逆にライハの背景には、公の正義に関係する何かが存在していそう。
「レイトさんが死んじゃったら……マユちゃんのお父さんは居なくなっちゃう」
ここでリクが、レイト本人ではなく、マユにとっての父親、という立場を重視して理解を示す、というのも良かったところ。そこはかとなく「父親」「家族」というものに対するリクの想いも見えてきますが、ここに来るまでにもう少し、リクの家族観を明確にしておいても良かったかなとは思う部分でもあります。
ライハは何かを振り払うかのようにトレーニングに打ち込み、リクはペガ、レムと共に、戦いについて確認。
「ゼロは戻ってくる……絶対。……それまでは僕が……1人で戦ってみせる」
悲壮ともいえる決意を固るリクですが、そもそもジード、戦いにおいて誰かを頼る意識を見せた事がこれまでないので、今回急にゼロへの強い信頼感を示すのは、かなり強引(^^; どうしても、ここまでのリクの積み重ね不足が端々に顔を出すのが惜しい部分です。
ギャラクトロン対策についてライハに問われ、
「レムとシミュレーションした。戦い方は17通り」
と、ただ我武者羅に突き進めばどうにかなると思っているわけではなく、一応頭使ってて良かった(笑)
「その内、失敗する可能性が高いのは、17個」
LV差は覆せませんでしたが!
それでもそこでライハと微笑み合う辺り、要するにこの2人は、似たもの同士なのか。
地上では、ジード再変身のインターバル時間を知っているかのように、K先生がギャラクトロンを再起動。
「行くんだね」
「…………うん、僕はウルトラマンだから」
17通りの戦い方はどれも通用しないかもしれない、それでも、リクは立ち上がる。
何故なら、己の力が忌まわしい血筋に由来しているとしても、その力を正しく使う事で、力は意味を変える事が出来るから。
リクがウルトラマンであろうとするのは恐らく、その名の下に公の理想を追い求める事で、自分の力を正しく用いていると信じられるから。
だからこそリクは世論調査の動向を細かく気にするし、自分が体現しようとする理想のヒーローを汚されたと感じた事で、K先生に対して激怒した、と考えると、リクについてようやく腑に落ちてきました。
今作の行き着くところは、「ウルトラマン」から脱皮して、「ジード」になる事なのかも。

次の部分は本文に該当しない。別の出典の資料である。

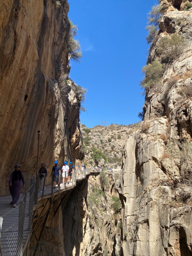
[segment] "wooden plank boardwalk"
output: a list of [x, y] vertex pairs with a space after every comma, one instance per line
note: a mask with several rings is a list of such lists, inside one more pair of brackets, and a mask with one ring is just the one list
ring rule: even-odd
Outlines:
[[[91, 173], [91, 174], [92, 175], [93, 173]], [[59, 193], [61, 193], [66, 190], [71, 189], [76, 186], [77, 183], [83, 179], [86, 176], [89, 176], [90, 171], [84, 172], [83, 174], [81, 175], [81, 175], [78, 176], [78, 174], [76, 174], [76, 179], [73, 178], [74, 180], [73, 181], [72, 175], [71, 182], [69, 184], [66, 184], [65, 188], [65, 185], [62, 184], [61, 177], [60, 191], [59, 192], [58, 188], [57, 186], [56, 188], [53, 189], [52, 194], [51, 194], [52, 185], [51, 184], [46, 185], [43, 197], [42, 196], [42, 193], [40, 193], [41, 189], [39, 188], [38, 190], [38, 201], [44, 198], [51, 197]], [[22, 239], [23, 244], [22, 245], [23, 248], [25, 248], [29, 241], [31, 231], [31, 229], [29, 229], [29, 230], [28, 228], [29, 198], [29, 192], [28, 191], [27, 193], [25, 213], [23, 239]], [[3, 256], [18, 256], [19, 255], [19, 256], [22, 256], [22, 253], [18, 254], [18, 239], [20, 235], [20, 234], [19, 234], [18, 224], [19, 202], [22, 201], [23, 199], [23, 194], [21, 194], [19, 201], [16, 204], [17, 207], [13, 208], [12, 206], [10, 204], [10, 202], [12, 200], [10, 195], [0, 197], [0, 217], [2, 217], [3, 218], [0, 238], [0, 247], [1, 246], [1, 248], [0, 247], [0, 253], [1, 249]]]

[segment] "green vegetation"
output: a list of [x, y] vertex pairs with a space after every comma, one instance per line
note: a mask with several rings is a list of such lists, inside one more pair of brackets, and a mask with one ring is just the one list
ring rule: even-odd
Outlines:
[[83, 131], [84, 132], [86, 133], [87, 133], [87, 134], [88, 134], [88, 133], [89, 133], [91, 132], [90, 129], [89, 129], [89, 128], [83, 128]]
[[155, 86], [155, 83], [162, 77], [165, 67], [165, 64], [162, 64], [156, 59], [143, 67], [142, 72], [144, 77], [140, 82], [141, 88], [146, 91]]
[[112, 206], [113, 210], [115, 212], [119, 212], [121, 209], [121, 204], [119, 197], [112, 196], [111, 200], [113, 202]]
[[104, 168], [102, 168], [102, 170], [100, 173], [100, 182], [103, 191], [105, 189], [108, 190], [109, 188], [109, 181], [107, 175], [104, 172]]
[[145, 38], [148, 44], [151, 42], [157, 34], [158, 25], [162, 16], [161, 13], [161, 9], [160, 5], [155, 5], [148, 13], [148, 26], [146, 28], [148, 31], [148, 35]]
[[144, 113], [143, 111], [142, 110], [140, 112], [139, 112], [138, 114], [138, 117], [140, 118], [142, 121], [143, 121], [144, 119]]
[[73, 60], [80, 62], [82, 56], [82, 52], [79, 41], [75, 40], [74, 38], [77, 34], [78, 29], [77, 25], [73, 24], [70, 20], [69, 22], [70, 28], [69, 39], [67, 46], [68, 54], [70, 58]]
[[184, 9], [184, 11], [188, 11], [188, 10], [189, 10], [191, 7], [192, 7], [192, 4], [190, 3], [189, 3], [187, 5], [187, 7], [186, 8], [185, 8]]
[[121, 136], [120, 134], [118, 134], [117, 135], [117, 138], [118, 140], [120, 140], [121, 138]]
[[83, 137], [83, 142], [85, 145], [88, 146], [90, 145], [91, 138], [89, 136], [85, 136]]
[[96, 187], [93, 187], [93, 192], [90, 194], [88, 198], [89, 205], [91, 207], [98, 207], [100, 205], [100, 199], [102, 196], [104, 196], [105, 193], [101, 189]]
[[164, 36], [159, 43], [158, 54], [163, 62], [172, 61], [180, 55], [185, 45], [184, 39], [179, 35]]
[[98, 164], [99, 160], [101, 158], [103, 158], [105, 162], [107, 161], [107, 157], [100, 150], [95, 147], [93, 147], [91, 148], [91, 150], [93, 151], [92, 156], [96, 164]]

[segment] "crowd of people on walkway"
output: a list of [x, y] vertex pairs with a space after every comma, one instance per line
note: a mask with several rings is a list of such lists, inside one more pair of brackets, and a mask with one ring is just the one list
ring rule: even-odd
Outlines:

一方、避難の準備を進める伊賀栗家では、マユが無邪気にウルトラマンを信じていた。
「大丈夫だよ。ウルトラマンが、来てくれるもん」
「……マユ。……そうだね。いつだってウルトラマンは来てくれる。いつも必ず」
この辺り、お母さんは娘に話を合わせているにしても、一般へのヒーローとしてのウルトラマンの浸透度合いがもう一つ曖昧なのですが、仲居スマッシャーは女性に大人気だ!
「――行かなきゃ」
愛する妻子の言葉に、 嫉妬 恐怖に震える手を押さえ込み、決意を固めたレイトは、2人をぎゅっと抱きしめる。
「こんな頼りない僕だけど……やっぱり、守りたいんだ。……君も、マユも、君の好きなこの街も全部」
「レイトくん……?」
「だから、祈ってて。ヒーローの復活を」
伊賀栗レイトもまた、立ち上がる。
力があるならば――それを、理想に近付ける為に。
この両手で守れる世界を、もっともっと広げる為に。
ジーッとしててもドーにもならねぇとギャラクトロンに立ち向かうリク、その戦いの場へひた走るレイト。
……今回、てらいなくベタをやってきた(中途半端に恥ずかしがるのが一番良くないので)点も含めてここまでは結構好きなんですが、この後、大・失・速(^^;
ジードの戦いが見える所まで駆けつけるも地面に転んだレイトの前に、ゼログラスを持って立つライハ。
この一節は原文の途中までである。